During the evaluation and the post processing, a significant problem had observed regarding the methodology. We could not interpret the visualizations of the eye movements in the model space in spite of the simple objects and subtasks. (See Fig. 6.) The reason for this problem is the nature of the model space. The participants can rotate the whole model and the virtual space too. In a usability test every user could rotate, shift and zoom as they like, therefore will not be one same view, which means we have to evaluate for each participant separately. Furthermore, evaluation has to be based on dynamic videos of screen- and eye-tracking recordings instead of static screenshots.

Fig. 6.
figure 6

A problem during the evaluation. Heatmaps and gaze plots are not interpretable in the model space because of the potential movements. Aggregated heatmap (left); aggregate gaze plots (right).

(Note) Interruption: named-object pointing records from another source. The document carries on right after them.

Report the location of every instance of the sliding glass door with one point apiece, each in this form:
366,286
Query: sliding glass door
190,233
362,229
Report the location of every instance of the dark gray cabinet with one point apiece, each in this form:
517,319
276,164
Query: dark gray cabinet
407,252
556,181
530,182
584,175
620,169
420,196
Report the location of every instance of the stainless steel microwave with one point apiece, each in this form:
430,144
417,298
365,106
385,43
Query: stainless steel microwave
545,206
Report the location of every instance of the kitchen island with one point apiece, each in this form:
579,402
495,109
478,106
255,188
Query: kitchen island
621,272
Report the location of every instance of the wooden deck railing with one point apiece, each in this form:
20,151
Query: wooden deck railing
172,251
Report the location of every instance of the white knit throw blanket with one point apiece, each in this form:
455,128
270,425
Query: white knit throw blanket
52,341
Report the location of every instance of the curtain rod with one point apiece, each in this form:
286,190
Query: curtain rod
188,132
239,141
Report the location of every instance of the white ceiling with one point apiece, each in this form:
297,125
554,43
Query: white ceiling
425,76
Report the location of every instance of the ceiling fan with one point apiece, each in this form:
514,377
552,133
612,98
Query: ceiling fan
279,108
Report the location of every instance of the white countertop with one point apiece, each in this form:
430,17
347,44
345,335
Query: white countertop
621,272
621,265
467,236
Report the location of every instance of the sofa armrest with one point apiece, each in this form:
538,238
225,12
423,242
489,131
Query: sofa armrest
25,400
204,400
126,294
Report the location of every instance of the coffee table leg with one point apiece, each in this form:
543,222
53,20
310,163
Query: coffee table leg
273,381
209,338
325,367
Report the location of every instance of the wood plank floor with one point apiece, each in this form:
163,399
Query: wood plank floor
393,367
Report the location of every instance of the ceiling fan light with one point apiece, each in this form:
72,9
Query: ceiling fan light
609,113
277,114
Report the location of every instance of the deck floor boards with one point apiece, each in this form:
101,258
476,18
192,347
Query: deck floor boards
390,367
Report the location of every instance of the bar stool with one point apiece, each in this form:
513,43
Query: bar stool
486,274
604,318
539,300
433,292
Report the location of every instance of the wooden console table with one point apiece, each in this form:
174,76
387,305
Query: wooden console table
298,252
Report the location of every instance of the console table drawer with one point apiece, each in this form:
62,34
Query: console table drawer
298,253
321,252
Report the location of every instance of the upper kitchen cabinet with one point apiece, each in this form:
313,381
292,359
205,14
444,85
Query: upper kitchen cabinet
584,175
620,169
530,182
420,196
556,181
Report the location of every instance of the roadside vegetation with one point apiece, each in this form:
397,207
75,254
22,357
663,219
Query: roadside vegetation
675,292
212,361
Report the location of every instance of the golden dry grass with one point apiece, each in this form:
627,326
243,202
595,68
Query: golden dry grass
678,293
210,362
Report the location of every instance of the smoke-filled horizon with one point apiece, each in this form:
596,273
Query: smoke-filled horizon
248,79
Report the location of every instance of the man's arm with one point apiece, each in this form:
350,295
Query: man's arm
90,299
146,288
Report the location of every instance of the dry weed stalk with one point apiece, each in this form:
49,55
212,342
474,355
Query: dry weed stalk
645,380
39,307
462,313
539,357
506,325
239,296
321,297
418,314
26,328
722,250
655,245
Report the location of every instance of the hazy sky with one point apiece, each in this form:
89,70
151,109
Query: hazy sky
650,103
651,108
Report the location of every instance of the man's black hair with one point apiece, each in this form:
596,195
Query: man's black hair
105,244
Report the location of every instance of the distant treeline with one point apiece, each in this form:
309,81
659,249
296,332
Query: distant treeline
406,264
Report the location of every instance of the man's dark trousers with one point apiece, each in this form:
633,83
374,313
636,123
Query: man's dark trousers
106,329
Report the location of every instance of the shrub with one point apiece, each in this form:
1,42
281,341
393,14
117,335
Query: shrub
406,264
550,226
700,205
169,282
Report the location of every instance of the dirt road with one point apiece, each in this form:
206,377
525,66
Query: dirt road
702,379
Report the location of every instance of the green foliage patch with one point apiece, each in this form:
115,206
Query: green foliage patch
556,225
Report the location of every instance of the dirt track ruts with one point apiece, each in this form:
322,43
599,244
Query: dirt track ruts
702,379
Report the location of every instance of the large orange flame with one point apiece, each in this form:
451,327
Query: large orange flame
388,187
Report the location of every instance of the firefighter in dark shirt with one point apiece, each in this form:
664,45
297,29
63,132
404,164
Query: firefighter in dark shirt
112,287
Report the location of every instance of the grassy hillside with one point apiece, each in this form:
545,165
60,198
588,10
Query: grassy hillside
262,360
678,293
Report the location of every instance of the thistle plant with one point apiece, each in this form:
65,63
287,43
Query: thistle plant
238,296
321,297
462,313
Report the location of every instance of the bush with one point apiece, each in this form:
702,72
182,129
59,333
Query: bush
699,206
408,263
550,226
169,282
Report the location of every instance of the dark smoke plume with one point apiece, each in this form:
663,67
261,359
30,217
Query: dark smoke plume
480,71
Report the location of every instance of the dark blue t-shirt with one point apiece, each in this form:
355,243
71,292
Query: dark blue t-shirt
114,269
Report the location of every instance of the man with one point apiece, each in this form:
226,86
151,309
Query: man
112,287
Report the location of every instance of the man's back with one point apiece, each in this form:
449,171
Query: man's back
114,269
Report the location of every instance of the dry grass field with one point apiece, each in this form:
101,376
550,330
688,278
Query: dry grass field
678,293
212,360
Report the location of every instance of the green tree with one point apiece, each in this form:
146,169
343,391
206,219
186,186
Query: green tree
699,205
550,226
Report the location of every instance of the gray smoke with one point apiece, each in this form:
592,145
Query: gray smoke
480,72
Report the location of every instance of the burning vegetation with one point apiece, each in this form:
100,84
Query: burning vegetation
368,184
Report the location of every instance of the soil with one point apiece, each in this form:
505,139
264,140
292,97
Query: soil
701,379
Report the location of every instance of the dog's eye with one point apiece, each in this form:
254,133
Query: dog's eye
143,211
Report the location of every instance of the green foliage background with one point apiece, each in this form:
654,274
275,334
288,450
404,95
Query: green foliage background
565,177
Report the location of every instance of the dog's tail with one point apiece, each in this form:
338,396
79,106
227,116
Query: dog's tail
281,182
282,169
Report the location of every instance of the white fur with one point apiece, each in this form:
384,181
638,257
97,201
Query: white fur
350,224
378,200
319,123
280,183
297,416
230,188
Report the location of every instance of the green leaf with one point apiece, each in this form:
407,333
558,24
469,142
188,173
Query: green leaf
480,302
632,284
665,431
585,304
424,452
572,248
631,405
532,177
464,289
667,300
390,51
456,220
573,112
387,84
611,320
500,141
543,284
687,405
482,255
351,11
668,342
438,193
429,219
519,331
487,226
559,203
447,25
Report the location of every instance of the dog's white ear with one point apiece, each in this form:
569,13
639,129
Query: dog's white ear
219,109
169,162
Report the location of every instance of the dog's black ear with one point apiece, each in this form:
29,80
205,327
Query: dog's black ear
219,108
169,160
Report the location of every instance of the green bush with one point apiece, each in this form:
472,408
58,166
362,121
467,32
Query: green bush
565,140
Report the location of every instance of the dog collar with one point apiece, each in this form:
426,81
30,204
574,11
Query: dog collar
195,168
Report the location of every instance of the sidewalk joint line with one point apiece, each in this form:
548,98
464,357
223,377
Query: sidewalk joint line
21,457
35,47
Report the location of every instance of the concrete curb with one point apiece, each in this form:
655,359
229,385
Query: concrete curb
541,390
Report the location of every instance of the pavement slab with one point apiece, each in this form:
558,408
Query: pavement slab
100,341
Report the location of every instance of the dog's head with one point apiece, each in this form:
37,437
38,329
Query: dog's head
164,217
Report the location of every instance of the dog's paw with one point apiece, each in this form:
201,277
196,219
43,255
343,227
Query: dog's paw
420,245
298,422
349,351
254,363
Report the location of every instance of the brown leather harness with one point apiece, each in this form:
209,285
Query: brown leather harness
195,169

After this experience of the pilot, we will insert a new, short phase into the protocol of the planned usability tests, when the participants will be asked neither to move in model space nor to move the model.

For the further usability tests, it can be stated, the number of the involved participants (six) is correct, however, at least one unexperienced student participant is recommended, thus the correlation between the age, the experience and the task completion time can be observed. For instance, this is confirmed by the fact that the students had found the function of change the body posture of the human model faster than the teachers.